The eldest daughter, her eyes overflowing with relief, cried, as she wrapped her arms around her father,
‘Is it…? I mean…a girl?’
‘The baby is a boy.’ Said the old doctor, a faint smile on his face as he noted the momentary flash of disappointment on her face.
*
Lucien had turned when the doctor told him about his Woman and Schwartz was beside him, arms outstretched. Lucien hugged his best friend, and the two men stood silently for a minute, absorbing the consolation only they could provide each other. Both of them loved the young woman who lay within the operation theatre and only Schwartz could truly understand Lucien’s plight. Then, his dark face hollowed with relief, the Don turned and looked around at his collected children.
With his hands on his hips, he surveyed his family.
Ria and Piers stood with Claude; his daughter was laughing and crying, all at once. Tara was with them, Piers’ arm around her shoulders. As though sensing his father’s eyes on him, Piers turned, and then, he was beside Lucien, hugging his father, his face in the older man’s chest.
“Pappa, I am sorry…’ he said, his voice muffled. Lucien grunted then, an overwhelming feeling of love coursing through him. This was his family, the seven children he had sired and the one in the incubator, eight of them. And the beautiful woman he loved, his wife. He gripped his son’s shoulder as Claude came up and stood beside him too.

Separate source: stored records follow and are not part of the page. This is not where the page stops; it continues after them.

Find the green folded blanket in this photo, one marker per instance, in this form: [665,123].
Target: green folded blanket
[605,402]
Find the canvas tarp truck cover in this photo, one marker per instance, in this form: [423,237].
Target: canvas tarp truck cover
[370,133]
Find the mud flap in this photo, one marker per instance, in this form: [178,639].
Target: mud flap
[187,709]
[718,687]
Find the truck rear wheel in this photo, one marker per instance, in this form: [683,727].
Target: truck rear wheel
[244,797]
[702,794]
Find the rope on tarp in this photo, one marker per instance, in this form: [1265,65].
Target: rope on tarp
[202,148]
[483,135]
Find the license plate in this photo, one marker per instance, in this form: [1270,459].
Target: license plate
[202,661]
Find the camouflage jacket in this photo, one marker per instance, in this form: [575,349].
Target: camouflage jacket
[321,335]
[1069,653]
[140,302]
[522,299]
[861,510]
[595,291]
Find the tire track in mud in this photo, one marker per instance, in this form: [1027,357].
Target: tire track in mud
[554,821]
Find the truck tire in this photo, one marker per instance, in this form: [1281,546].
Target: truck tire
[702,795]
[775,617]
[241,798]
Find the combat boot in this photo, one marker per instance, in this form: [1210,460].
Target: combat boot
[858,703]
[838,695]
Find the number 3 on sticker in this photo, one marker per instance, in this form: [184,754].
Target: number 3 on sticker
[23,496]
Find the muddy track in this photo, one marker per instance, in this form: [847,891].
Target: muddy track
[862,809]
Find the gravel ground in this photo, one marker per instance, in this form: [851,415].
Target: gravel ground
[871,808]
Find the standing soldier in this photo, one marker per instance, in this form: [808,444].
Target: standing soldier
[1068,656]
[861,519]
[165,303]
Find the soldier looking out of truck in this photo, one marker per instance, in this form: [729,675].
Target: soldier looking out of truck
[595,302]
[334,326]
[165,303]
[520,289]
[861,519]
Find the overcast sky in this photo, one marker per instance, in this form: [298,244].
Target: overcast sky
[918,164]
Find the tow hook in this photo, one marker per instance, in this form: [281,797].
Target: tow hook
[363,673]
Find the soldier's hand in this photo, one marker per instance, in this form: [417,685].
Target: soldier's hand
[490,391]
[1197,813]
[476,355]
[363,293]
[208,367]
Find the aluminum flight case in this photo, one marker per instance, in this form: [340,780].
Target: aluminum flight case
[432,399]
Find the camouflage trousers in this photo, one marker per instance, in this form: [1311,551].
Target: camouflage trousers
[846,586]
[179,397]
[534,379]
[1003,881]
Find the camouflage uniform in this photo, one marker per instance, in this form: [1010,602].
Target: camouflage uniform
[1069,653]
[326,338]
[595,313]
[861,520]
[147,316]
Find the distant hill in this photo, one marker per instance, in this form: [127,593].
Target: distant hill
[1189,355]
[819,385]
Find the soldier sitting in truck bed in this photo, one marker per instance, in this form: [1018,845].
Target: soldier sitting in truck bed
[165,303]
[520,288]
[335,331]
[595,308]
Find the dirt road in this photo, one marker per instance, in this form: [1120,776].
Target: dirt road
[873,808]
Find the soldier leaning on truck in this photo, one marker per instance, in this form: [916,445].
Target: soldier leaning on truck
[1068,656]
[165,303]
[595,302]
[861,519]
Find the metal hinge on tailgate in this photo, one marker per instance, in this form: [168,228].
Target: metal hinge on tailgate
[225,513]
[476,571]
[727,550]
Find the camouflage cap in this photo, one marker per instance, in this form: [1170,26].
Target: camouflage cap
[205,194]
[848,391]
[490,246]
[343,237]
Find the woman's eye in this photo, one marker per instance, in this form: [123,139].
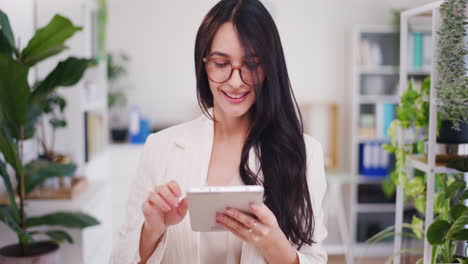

Louis and Dom were arguing with Tara, deciding upon the name of the baby. Schwartz looked on, grinning like an idiot. Melissa Lord was sobbing into her husband’s chest and Tristan was gently comforting her. Lucien remembered belatedly that they had lost a child when Melissa had miscarried; possibly, the woman had been fearing for Proserpina.
He raised his eyes in a silent prayer of gratitude for his family and his friends and then stopped.
F*ck, his Woman had made him a better man, after all he thought with a small inward smile.
*
Hila
She lay on the bed on her stomach, clicking away on her laptop. A tablet was beside her, the phone within reach. She was doing more research on the Delanofamily and the more she read up on them, for information was very few and far in between, she was intrigued.
Rolling onto her back, she stared out at the white world outside. It would be Christmas in a few days. And once again, another year would be slipping away, silently, unobtrusively. She lay on her side, staring at the snowflakes, almost mesmerized. Dusk was gathering and soon, there would only be the sound of the howling wind. Everything else would be obscured in the shroud of darkness. Hila was feeling particularly melancholy that day and the weather made her feel even lower in spirit than before. She had had a message from the hospital where Moshe was housed and the news had only served to make her feel weary and anxious. . She had already had more than two cups of wine and she knew she should stop,
What had she achieved in her life, she who had had such great dreams when she was growing up? Her father had been so proud of her when she joined the Mossad.
She was fighting for her country, serving her nation. Something he felt honored to tell the neighbors what his daughter was doing he had said on more than one occasion, his pale eyes brimming with affection and pride.
And today, she was a mercenary. For a fleeting second, she imagined that she could see the disappointment on his face as he shook his head.
No, her father would not have been happy to see what she had become. Even as she thought so, the phone rang. She took it up, half knowing who it was for only one person had access to this number.
The monk’s voice, cold and hard, came over the line.
“The business you had left unfinished? You need to complete it.’
With that ultimatum, issued in a tone that was bereft of any emotion, the line went dead. Hila swore loudly, ugly words as she tried to check her fury and flung the phone onto the floor where it bounced on the carpet once and slid under a chair. She sank back onto the bed, hugging her knees as she sat up , staring out through the window, bleakly.